Inhalation studies are rife with challenges, primarily driven by the intricate nature of the inhalation process and subject-to-subject variability. The following factors have been identified as pivotal contributors to variability and final results:
Improper Inhalation Techniques: Variability arises due to hand-lung discoordination.
Training Requirements: Proper training on the device and placebo is essential, with two to three training sessions needed to acquaint subjects with the device and dosing procedures.
Breath-Holding: Subjects must hold their breath for a specific duration.
Avoiding Coughing: Coughing during inhalation, holding the breath, and exhalation can result in dose loss.
Exhale Technique: Variability occurs when subjects exhale improperly, either through the mouth or nose.
Doser Variability: Different doser can guide subjects differently, affecting the dosing technique.
Capsule Pricking: Missed capsule pricking can lead to time delays in the dosing process.
Environmental Factors: Room temperature, moisture, and static charge can influence drug delivery.
Chamber Design and Calibration: Proper chamber design and pressure gauge calibration are crucial.
Zenovel’s involvement in addressing these challenges included auditing the CRO’s inhalation setup and optimizing chamber functionality, ensuring consistent pressure even if one chamber was opened during dosing.
Zenovel has monitored numerous studies involving various molecules and strengths in different CROs.
These studies typically included an average subject range of 30 to 60 participants.
With extensive experience, Zenovel demonstrates the ability to minimize variability and ensure optimal compliance with established procedures.

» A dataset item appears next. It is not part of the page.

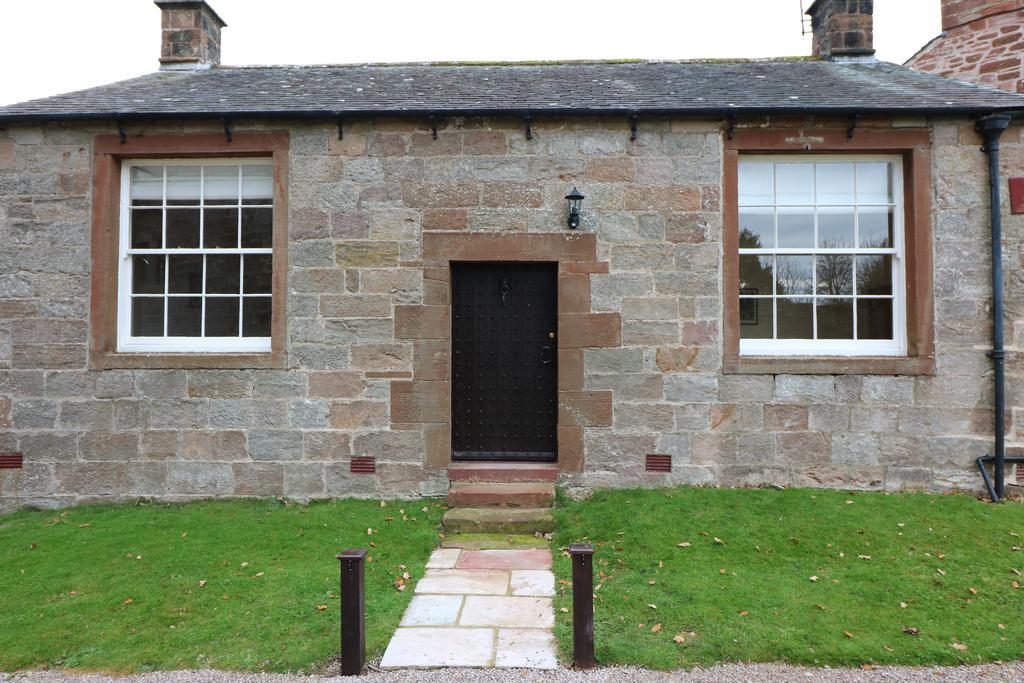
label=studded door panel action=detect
[452,263,558,461]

Zenovel emphasizes the importance of several pre-study readiness checks to ensure the success of inhalation studies encompassing Proper Calibration, Air Filter Replacement, Temperature and Humidity Control, Staff Training, Air Replacement Rate, Regulatory Compliance, Subject Database, and Continuous Improvement
Zenovel observed an initial delay in sample collections, which was subsequently reduced, demonstrating our vigilance and dedication to monitoring.

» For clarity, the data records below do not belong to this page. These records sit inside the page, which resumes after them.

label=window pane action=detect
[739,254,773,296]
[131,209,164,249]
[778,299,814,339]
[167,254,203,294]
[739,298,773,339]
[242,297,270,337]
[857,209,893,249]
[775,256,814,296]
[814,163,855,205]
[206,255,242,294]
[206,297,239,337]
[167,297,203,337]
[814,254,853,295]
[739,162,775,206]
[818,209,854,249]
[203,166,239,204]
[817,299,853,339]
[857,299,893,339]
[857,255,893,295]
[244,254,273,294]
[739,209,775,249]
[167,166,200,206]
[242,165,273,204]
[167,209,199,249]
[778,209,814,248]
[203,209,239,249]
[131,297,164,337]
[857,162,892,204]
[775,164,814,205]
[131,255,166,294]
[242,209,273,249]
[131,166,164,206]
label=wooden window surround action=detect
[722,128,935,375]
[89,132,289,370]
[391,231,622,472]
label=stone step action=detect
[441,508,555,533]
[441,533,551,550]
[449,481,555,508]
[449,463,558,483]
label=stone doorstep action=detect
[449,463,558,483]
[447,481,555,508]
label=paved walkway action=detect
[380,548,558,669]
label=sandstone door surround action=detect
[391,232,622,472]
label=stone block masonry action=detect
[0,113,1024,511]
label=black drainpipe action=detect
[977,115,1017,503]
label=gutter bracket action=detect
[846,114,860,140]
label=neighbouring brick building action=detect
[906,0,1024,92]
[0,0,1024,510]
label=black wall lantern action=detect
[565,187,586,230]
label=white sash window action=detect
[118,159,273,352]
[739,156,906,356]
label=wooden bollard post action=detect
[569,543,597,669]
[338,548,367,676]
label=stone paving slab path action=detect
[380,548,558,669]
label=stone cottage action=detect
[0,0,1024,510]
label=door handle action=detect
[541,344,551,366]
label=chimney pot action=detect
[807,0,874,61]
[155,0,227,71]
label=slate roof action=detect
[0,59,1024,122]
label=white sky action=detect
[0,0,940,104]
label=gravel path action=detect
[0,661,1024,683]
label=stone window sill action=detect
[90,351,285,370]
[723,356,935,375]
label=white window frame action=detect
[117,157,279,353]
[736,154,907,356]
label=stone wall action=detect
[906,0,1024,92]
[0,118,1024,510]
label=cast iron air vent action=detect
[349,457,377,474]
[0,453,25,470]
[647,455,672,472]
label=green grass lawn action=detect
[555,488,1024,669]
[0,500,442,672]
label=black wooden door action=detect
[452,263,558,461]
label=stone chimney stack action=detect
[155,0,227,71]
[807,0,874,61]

Throughout our involvement, We offered guidance and suggestions to manage activities and ensure compliance with study protocols, playing a pivotal role in setting up inhalation studies and maintaining compliance.

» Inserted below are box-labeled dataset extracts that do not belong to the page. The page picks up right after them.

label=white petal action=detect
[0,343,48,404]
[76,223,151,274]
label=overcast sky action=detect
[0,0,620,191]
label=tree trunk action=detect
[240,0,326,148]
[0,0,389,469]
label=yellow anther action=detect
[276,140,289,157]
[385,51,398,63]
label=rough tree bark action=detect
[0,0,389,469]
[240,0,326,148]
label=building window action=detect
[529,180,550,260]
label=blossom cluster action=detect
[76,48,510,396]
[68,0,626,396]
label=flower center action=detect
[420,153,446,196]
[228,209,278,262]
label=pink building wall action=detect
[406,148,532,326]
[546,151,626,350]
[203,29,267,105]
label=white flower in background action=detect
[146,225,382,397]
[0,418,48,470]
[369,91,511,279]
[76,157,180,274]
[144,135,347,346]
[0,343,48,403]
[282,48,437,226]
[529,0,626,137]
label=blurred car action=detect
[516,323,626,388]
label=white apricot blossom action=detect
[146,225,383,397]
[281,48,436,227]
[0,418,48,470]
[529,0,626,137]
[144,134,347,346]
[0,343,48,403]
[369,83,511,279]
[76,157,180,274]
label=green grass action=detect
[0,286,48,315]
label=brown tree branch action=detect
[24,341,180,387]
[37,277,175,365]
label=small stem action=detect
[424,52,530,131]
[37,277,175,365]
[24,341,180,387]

Zenovel’s experience in monitoring inhalation studies, attention to detail, and commitment to addressing challenges have proven instrumental roles in enhancing compliance and minimizing variability in inhalation studies.
Our comprehensive approach to pre-study readiness and continuous improvement ensures that studies are conducted with the utmost precision, resulting in valuable, reliable data for clients.
Zenovel remains dedicated to achieving the best compliance through expert monitoring services.